Today was a cinch, I tell you, a cinch! After a sleepless night (come on, man, give it up, dream snatcher!), all I had to do was get myself on the 8:30 Fast Ferry and then on a bus from Circular Quay to Maroubra. Hell, a walk in the park! I even had time to grab a coffee and a pastry to eat on the boat. Then I ran into a good friend who also lives in Man Town, so we nattered at a mile a minute the whole way across the harbour. Sometimes all you really need is a chat with your girlfriends to make you realise/remember that everyone goes through it. Yes, we’re all crazy. Most women I know breathe some mean fire when circumstances demand it, and it’s just good to be reminded of the fact. I don’t feel less insane, of course, just less alone.
I arrived at Nana’s without incident. My sister Kate and the removalists had been and gone, and the place was empty but for the collection of miscellaneous crap I’d left for myself on the kitchen bench, including a bottle of Johnny Walker Red from Dot, who told me to share it with Nana next time I visit. Share? Scotch makes me gag, so Nana can tuck right in! I wonder if they’ll let me leave it with her? I guess we’ll find out soon enough. At any rate, it was very sweet of Dot. And rather more conventional a parting gift than what I took round to her this morning: the spare toilet paper and tissues. I figured everyone needs those. Dot agreed.
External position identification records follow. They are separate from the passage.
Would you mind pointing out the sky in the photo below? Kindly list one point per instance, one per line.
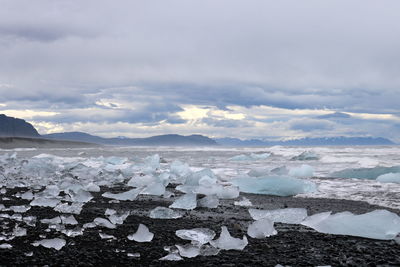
(247, 69)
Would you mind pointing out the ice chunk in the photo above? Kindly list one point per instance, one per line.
(198, 236)
(81, 195)
(302, 171)
(104, 223)
(74, 208)
(5, 246)
(91, 187)
(306, 155)
(245, 202)
(186, 202)
(129, 195)
(142, 234)
(188, 250)
(171, 257)
(288, 215)
(275, 185)
(261, 229)
(210, 201)
(20, 209)
(365, 173)
(377, 224)
(56, 243)
(227, 242)
(164, 213)
(389, 178)
(45, 202)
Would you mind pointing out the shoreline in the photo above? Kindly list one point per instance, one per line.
(294, 245)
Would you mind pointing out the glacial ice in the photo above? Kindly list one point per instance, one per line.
(227, 242)
(210, 201)
(56, 243)
(302, 171)
(245, 202)
(261, 228)
(164, 213)
(186, 202)
(389, 178)
(377, 224)
(288, 215)
(306, 155)
(365, 173)
(198, 236)
(142, 234)
(128, 195)
(274, 185)
(104, 223)
(188, 250)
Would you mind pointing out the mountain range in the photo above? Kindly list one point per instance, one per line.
(14, 127)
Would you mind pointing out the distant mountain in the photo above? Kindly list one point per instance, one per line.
(13, 127)
(159, 140)
(325, 141)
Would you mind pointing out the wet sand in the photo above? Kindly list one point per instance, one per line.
(294, 245)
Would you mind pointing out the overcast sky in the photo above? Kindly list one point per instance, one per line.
(247, 69)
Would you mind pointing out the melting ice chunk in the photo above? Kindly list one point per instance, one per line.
(104, 223)
(56, 243)
(142, 234)
(389, 178)
(377, 224)
(164, 213)
(188, 250)
(261, 228)
(129, 195)
(289, 215)
(245, 202)
(197, 235)
(227, 242)
(186, 202)
(275, 185)
(210, 201)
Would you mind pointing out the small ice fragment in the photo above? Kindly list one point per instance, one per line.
(106, 236)
(302, 171)
(129, 195)
(56, 243)
(28, 195)
(210, 201)
(20, 209)
(227, 242)
(197, 235)
(104, 223)
(245, 202)
(74, 208)
(164, 213)
(133, 255)
(5, 246)
(142, 234)
(188, 250)
(45, 202)
(288, 215)
(171, 257)
(186, 202)
(69, 220)
(92, 187)
(55, 220)
(261, 229)
(207, 250)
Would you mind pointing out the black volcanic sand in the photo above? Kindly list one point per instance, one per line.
(294, 245)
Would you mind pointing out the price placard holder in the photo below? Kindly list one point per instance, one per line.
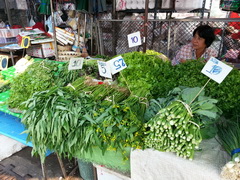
(117, 64)
(134, 39)
(104, 69)
(75, 63)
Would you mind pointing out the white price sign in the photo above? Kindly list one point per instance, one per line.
(216, 70)
(117, 64)
(104, 69)
(134, 39)
(75, 63)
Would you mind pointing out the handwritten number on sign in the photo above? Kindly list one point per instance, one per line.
(215, 70)
(103, 68)
(119, 63)
(134, 39)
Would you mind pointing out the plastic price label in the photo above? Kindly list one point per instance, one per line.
(75, 63)
(216, 70)
(117, 64)
(134, 39)
(104, 69)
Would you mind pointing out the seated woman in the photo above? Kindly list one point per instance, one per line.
(203, 36)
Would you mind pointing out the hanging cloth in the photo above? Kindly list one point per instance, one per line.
(97, 6)
(44, 7)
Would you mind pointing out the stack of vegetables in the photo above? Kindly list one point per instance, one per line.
(70, 111)
(177, 126)
(229, 136)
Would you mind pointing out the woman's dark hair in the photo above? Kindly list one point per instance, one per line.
(205, 32)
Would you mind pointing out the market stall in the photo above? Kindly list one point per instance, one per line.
(114, 111)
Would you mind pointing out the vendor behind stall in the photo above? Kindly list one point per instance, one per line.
(203, 36)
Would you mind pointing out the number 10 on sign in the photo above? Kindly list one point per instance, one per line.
(134, 39)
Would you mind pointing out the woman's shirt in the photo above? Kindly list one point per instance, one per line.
(187, 52)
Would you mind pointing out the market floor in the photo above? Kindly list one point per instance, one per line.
(22, 166)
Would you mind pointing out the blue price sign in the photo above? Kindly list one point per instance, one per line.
(117, 64)
(216, 70)
(134, 39)
(104, 69)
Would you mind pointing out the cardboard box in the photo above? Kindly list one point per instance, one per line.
(42, 50)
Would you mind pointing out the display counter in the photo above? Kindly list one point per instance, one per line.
(151, 164)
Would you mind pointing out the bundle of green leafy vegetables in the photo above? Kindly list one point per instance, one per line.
(206, 112)
(158, 77)
(66, 122)
(176, 123)
(38, 76)
(229, 137)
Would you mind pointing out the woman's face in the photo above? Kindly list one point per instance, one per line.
(198, 42)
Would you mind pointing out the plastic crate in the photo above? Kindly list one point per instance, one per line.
(7, 33)
(4, 40)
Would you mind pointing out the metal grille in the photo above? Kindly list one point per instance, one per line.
(165, 36)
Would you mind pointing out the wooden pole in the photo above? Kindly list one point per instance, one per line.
(145, 26)
(54, 31)
(8, 13)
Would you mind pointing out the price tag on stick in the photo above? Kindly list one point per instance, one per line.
(75, 63)
(117, 64)
(104, 69)
(216, 70)
(134, 39)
Then Damien and Vikram arrived to rip up the carpet and backing, and take down the curtains and brackets. Perfectly good carpet and curtains, mind you, but all part of the ongoing contractual shaft Nana signed up for when she got mixed up in this retirement village rort when she perhaps wasn’t paying close enough attention or bothering to read the fine print. A lesson for us all: READ THE FINE PRINT. Robyn, the young neigbour to the right of Nana’s, popped in today to lend us a short ladder and said, “Oh, you don’t have to take up the carpet, do you?” She was clearly surprised. She might want to have another look at that contract.
“I think you’ll find you do too,” I said. “When the time comes. It’s part of what you’ve all agreed to.”
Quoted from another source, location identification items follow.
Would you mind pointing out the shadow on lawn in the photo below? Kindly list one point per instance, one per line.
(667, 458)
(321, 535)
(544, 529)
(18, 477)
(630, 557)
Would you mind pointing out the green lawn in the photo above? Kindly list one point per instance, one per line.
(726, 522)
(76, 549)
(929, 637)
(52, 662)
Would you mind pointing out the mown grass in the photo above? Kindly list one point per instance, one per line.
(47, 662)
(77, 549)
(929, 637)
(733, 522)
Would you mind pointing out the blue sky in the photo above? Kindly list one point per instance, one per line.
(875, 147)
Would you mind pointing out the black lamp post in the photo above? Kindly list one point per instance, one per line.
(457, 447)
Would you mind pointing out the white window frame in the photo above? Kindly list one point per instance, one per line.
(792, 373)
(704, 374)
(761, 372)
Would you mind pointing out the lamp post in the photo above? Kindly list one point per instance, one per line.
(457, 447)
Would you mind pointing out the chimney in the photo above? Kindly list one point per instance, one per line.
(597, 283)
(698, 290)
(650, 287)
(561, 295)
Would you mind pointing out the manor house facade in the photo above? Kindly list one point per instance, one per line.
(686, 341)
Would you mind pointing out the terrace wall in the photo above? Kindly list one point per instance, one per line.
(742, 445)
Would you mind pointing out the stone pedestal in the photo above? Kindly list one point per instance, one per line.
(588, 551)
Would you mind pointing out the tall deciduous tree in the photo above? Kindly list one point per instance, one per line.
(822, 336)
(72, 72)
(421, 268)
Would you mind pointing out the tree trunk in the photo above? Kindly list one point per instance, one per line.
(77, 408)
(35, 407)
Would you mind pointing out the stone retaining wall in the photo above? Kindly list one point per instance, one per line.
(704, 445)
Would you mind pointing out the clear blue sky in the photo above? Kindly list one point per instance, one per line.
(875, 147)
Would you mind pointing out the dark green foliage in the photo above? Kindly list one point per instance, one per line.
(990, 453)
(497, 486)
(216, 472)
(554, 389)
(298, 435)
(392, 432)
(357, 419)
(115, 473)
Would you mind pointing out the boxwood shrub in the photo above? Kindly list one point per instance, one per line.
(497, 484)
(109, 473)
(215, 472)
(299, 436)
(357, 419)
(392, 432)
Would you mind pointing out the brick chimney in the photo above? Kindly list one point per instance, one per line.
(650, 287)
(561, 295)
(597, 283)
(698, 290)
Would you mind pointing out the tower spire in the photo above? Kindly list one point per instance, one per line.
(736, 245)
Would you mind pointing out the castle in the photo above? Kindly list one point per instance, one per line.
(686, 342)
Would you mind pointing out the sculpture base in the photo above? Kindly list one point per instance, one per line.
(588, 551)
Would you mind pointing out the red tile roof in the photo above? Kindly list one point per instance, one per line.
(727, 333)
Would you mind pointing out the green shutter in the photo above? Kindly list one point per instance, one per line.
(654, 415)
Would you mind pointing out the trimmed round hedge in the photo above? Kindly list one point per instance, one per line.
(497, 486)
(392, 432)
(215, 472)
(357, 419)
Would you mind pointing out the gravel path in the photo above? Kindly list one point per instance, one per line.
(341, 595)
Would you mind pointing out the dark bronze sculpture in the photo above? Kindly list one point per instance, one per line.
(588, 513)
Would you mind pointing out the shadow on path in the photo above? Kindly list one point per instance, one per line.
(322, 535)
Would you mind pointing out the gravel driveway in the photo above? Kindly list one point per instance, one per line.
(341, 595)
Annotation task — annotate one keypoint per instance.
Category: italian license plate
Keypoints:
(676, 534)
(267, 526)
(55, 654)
Damien snorted from the corner. He was laughing at the quality job they did laying the carpet in the first place. Honestly, they must just see the elderly folk coming and reel them in by their dentures. It really does seem nigh on criminal.
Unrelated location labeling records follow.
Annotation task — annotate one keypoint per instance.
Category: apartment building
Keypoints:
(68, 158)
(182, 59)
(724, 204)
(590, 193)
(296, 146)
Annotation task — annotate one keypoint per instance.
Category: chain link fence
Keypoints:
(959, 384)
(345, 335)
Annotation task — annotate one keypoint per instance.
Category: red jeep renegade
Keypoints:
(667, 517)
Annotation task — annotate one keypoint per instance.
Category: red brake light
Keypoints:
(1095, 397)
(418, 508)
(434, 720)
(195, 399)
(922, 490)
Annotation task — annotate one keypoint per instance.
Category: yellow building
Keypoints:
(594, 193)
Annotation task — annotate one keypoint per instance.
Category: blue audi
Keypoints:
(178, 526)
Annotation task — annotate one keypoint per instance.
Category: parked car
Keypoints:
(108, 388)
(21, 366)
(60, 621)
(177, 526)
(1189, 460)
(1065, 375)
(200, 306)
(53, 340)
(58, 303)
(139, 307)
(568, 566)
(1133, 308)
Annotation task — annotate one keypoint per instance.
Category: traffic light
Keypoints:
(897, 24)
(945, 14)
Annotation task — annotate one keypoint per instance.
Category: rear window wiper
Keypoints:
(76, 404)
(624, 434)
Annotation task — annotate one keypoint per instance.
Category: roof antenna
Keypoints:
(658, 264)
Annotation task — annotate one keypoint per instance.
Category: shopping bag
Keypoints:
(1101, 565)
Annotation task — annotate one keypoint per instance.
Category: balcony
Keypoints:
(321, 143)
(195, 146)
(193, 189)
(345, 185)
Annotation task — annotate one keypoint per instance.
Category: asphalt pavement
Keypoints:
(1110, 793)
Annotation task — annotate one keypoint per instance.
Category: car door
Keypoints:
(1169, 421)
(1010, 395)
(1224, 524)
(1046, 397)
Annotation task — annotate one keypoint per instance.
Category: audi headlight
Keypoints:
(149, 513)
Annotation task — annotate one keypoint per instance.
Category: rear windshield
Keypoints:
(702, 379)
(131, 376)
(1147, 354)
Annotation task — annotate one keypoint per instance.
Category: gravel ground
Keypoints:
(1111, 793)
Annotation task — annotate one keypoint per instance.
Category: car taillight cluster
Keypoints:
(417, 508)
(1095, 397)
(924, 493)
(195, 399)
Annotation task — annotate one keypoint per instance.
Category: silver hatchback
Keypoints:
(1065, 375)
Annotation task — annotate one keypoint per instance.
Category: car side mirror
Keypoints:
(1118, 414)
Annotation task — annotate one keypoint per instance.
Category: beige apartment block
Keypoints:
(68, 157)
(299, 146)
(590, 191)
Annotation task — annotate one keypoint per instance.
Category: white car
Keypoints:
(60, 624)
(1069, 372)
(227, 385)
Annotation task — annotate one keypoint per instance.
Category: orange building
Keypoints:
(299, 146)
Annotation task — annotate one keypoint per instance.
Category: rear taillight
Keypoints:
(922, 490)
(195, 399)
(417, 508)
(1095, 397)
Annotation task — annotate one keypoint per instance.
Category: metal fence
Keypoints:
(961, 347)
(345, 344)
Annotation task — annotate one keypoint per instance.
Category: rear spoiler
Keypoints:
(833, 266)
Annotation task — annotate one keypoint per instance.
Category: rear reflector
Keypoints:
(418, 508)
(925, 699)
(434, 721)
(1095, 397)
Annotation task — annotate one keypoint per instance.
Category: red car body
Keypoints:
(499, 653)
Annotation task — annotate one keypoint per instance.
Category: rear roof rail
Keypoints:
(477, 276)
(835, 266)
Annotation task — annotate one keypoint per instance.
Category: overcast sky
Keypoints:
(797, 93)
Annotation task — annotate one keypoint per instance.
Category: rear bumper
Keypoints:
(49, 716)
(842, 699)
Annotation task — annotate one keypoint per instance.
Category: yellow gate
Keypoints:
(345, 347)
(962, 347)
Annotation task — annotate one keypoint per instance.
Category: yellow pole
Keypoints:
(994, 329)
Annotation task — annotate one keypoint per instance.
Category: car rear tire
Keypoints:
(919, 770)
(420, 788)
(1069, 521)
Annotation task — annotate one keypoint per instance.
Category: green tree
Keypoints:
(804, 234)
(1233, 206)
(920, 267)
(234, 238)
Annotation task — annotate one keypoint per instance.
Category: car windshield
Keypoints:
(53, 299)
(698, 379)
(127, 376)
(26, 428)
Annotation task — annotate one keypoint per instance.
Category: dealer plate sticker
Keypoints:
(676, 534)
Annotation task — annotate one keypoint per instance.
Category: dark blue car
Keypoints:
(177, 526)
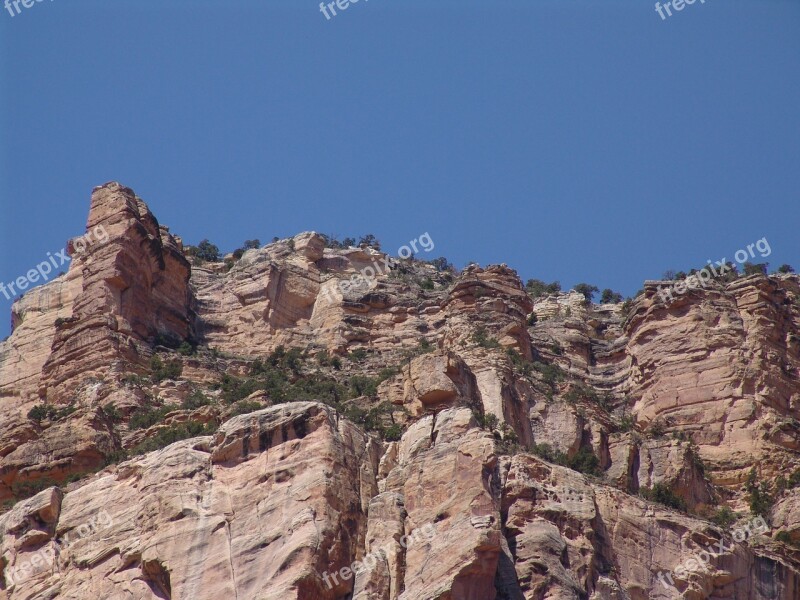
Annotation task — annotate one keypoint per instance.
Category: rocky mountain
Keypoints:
(312, 420)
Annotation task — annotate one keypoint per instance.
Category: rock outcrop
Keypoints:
(314, 421)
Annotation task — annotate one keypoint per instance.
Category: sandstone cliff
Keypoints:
(173, 428)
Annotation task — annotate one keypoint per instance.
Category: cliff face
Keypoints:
(406, 436)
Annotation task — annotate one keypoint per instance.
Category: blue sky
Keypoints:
(572, 140)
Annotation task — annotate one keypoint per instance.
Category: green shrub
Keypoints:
(171, 369)
(41, 412)
(187, 349)
(47, 411)
(626, 423)
(610, 297)
(205, 250)
(755, 269)
(134, 380)
(537, 288)
(585, 461)
(195, 400)
(393, 433)
(486, 421)
(427, 284)
(548, 453)
(758, 495)
(794, 479)
(551, 373)
(518, 363)
(663, 494)
(112, 413)
(357, 355)
(724, 517)
(244, 407)
(363, 386)
(657, 429)
(587, 290)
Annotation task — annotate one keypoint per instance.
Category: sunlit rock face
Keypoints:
(473, 442)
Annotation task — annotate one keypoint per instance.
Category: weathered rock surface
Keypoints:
(296, 501)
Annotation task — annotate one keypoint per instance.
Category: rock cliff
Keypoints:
(314, 421)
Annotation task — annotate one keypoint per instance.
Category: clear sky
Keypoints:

Damien and Vikram had it all ripped up and out in under an hour, for less than half the price of those highwaymen I spoke to last week. So I guess what I really want to do is give these guys a plug, because it was Damien and another bloke who turned up and saved the day last week with all the rubbish removal (the good news is they do sort through stuff and recycle, so it didn’t just all automatically go to the tip), and their cheerful helpfulness and really efficient mastery of the whole NIGHTMARE really eased the strain. Twice. Affordably. Professionally. Politely. I couldn’t have asked for more. The other thing is, Llew and I couldn’t have hired a ute, packed it, gone to the tip and gotten rid of all this stuff ourselves for less. So the big question is WHY DO IT TO YOURSELF? The short answer is, don’t.
The outfit is called Cheapest Load of Rubbish
02 9699 6591, email@example.com
Now it’s just the cleaning and final inspection to go. Yes, the end is in sight.